I know what you are saying and I believe a water proof case will be added soon. But I guarantee you have not seen clearer video other than gopro, but look at the price difference.


----------



## thuma (May 6, 2014)

I don't care about chip-sets. If it does what I want it for, at a reasonable price, and I'm happy how it looks, that's what I want. Good pictures. Good construction. Easy to program. Good features. www.szswill.com - any thoughts? What else is there?


----------



## scater (Nov 24, 2007)

Well being waterproof springs to mind.


----------



## bildad (Jun 20, 2011)

Due to the popularity of this camera another company has made a water proof case to suit, however I specifically bought mine to use as a cap cam due to its very light weight 39g and it doesn't look as poxy like strapping a GoPro to your head.


----------



## davidholder (May 29, 2014)

Hi guys - here's the waterproof case for the Mobius:

http://www.techmoan.com/blog/2014/3/31/ ... -case.html


----------



## scater (Nov 24, 2007)

Wow two members plugging the camera with their first post on the forum!
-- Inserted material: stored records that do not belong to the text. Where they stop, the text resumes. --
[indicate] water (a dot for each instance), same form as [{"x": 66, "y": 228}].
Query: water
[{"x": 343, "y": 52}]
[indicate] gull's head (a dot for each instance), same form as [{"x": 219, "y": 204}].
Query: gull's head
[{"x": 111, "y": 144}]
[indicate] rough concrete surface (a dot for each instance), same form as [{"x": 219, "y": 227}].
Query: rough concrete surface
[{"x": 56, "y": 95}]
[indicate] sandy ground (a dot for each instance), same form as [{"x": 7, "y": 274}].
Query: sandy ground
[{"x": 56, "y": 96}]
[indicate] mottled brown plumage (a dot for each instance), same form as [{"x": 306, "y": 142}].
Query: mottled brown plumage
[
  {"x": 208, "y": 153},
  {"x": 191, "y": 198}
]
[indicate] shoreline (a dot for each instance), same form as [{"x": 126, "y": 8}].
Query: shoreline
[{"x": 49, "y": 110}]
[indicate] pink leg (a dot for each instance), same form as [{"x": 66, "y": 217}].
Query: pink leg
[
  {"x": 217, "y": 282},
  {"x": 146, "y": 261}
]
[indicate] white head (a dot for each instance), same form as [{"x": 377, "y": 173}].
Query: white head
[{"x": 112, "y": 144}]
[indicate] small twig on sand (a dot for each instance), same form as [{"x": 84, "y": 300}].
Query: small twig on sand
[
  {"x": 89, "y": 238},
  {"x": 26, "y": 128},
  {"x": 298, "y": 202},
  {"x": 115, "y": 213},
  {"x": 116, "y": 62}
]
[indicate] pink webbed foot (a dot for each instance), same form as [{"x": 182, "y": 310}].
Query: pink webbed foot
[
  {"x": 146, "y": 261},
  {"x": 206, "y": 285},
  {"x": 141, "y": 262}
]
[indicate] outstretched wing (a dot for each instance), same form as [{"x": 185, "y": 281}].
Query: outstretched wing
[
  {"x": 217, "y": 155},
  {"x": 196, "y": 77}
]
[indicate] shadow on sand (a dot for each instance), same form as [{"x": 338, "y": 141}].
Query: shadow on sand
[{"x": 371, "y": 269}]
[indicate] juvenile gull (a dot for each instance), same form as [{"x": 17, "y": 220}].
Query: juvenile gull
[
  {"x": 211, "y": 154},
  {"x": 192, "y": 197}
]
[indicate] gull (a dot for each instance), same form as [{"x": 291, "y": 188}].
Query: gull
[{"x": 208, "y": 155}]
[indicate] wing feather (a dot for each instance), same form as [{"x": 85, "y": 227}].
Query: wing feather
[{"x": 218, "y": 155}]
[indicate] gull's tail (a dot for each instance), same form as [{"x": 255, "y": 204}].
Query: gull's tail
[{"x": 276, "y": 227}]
Sounds legit...


----------



## bildad (Jun 20, 2011)

scater said:


> Wow two members plugging the camera with their first post on the forum! Sounds legit...


and your point is?


----------



## davidholder (May 29, 2014)

Yep as they say ''A Journey of a Thousand Miles Starts With One Step'' - so this is my 2nd posting!
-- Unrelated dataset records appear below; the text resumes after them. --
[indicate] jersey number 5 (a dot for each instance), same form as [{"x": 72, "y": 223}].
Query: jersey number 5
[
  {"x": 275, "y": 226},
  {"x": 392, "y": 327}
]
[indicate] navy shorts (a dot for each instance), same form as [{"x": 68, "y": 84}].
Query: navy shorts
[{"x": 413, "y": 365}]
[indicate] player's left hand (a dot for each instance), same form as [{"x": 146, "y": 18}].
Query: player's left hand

But I'm enjoying the Forum - well done guys.


----------



## scater (Nov 24, 2007)

bildad said:


> scater said:
> 
> 
> > Wow two members plugging the camera with their first post on the forum! Sounds legit...
> ...


Too cryptic? I think it sounds suspiciously like advertising.


----------



## Stealthfisha (Jul 21, 2009)

scater said:


> bildad said:
> 
> 
> > scater said:
> ...


Hahahaha


----------



## bildad (Jun 20, 2011)

scater said:


> bildad said:
> 
> 
> > scater said:
> ...


Threads been dead for 9 months great bit of advertising :lol:


----------



## Stealthfisha (Jul 21, 2009)

Hahahahah I did not even notice!
Great PR work that man!
Im gunna buy one now.....


----------



## bildad (Jun 20, 2011)

Welcome to the forum David, so do you own one of these Cameras?


----------



## Stealthfisha (Jul 21, 2009)

Hahahaha this just keeps getting better!
David? Helllloooooo?


----------



## Stealthfisha (Jul 21, 2009)

Its a pity. ....is there anything on the market as robust and cheaper than a go pro?


----------



## Stealthfisha (Jul 21, 2009)

Sounds bloody good old fart....are there good reviews on it for yak fishing?
have you dunked and how long does the battery last?

calling me stealth is fine but baggs is great if ya want a reach around.....


----------



## Bradv (Jan 14, 2013)

Content removed to prevent monetization of that given freely and solely for community benefit - sorry :-(


----------



## scater (Nov 24, 2007)

Bradv said:


> Stealthfisha said:
> 
> 
> > Its a pity. ....is there anything on the market as robust and cheaper than a go pro?
> ...


Specs look pretty good but it says it's only water resistant to 20m. How deep have you taken it?


----------



## Bradv (Jan 14, 2013)

Content removed to prevent monetization of that given freely and solely for community benefit - sorry :-(


----------



## scater (Nov 24, 2007)

Wipeouts in the surf can put some serious pressure on your gear. You don't need to go super deep to replicate the pressure.


----------



## Stealthfisha (Jul 21, 2009)

oldfart said:


> Hey bags no don't know if there are reviews on yak sites but I left mine in a tub of water f900mm deep for 6 hrs (case only) and it was still dry. Just as a kicker latest aust post cattle dog delivered this morning shows a MiSnapz sports action camera 720 HD video setup waterproof to 3 metres for $39.99. sounds ok but I guess the proof is in the pudding and I'm not hungry


That 3sixt hd cam is now $40.....got any vids of kayaking yet?


----------